In his recent speech, it was clear that Powell feared the United States could fall into the malaise that has afflicted Japan for decades: low growth, low interest rates, low inflation expectations and a stagnant economy. The Fed will continue to inject reserves into the system to keep that from happening.
3. The Fed can’t lift the economy and the job market by itself. Congress must act. The latest estimates from the respected Oxford Economics show that in August, the suspension of $600 federal unemployment payments cost the economy $50 billion. Oxford estimates that the 50 percent extension of unemployment benefits from FEMA funds will cover unemployment benefits for only about five weeks. Even worse, Oxford estimates that as many as 15 million American households are vulnerable to rental eviction in the coming months.

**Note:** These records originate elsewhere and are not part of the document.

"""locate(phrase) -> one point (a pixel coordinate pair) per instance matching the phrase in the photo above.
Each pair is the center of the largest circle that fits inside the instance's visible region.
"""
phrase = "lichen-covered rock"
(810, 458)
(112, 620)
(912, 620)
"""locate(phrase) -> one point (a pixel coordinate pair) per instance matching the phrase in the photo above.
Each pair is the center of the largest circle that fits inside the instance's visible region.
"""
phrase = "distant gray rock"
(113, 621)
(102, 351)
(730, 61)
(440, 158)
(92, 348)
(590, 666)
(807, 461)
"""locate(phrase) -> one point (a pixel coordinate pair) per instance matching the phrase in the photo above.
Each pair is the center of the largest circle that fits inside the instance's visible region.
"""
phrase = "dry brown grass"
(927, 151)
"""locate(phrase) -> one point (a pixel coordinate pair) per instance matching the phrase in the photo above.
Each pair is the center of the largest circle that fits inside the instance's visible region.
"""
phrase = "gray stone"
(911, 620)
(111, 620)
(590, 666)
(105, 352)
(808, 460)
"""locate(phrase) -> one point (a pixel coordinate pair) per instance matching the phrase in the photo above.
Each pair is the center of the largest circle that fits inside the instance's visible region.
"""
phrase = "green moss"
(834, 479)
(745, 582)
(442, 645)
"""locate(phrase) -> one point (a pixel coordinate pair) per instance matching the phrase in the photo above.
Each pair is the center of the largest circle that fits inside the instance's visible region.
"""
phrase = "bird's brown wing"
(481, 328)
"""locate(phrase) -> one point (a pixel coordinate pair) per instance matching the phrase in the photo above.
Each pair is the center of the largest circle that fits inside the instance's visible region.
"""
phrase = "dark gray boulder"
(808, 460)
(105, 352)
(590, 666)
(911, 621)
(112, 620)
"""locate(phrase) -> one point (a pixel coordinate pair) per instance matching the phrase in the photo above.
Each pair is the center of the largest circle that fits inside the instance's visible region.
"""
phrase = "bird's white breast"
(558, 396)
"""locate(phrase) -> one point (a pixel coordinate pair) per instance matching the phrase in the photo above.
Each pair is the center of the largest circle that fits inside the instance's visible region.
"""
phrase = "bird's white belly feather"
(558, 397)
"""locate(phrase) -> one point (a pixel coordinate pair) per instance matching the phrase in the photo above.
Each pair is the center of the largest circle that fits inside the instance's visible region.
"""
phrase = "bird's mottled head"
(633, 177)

It is unthinkable that under these circumstances — and especially in an election year — Congress won’t suddenly jump into action upon its return from recess. That should mean more money on the way — hopefully targeted toward people who need it for their daily survival.
Your financial planning and investment choices must be based on these realities. Interest rates will remain low as long as the Fed remains in control. Stocks will continue to rise as long as there is money — and hope not only for a vaccine, but for a return to a more normal life. And risk is everywhere — even in the safety of bonds just in case inflation does return, forcing the Fed to act.
Don’t try to pick tops or bottoms or turning points or individual stocks based on “stories.” Remember, when everyone “knows” where the market is going, everyone is about to be wrong.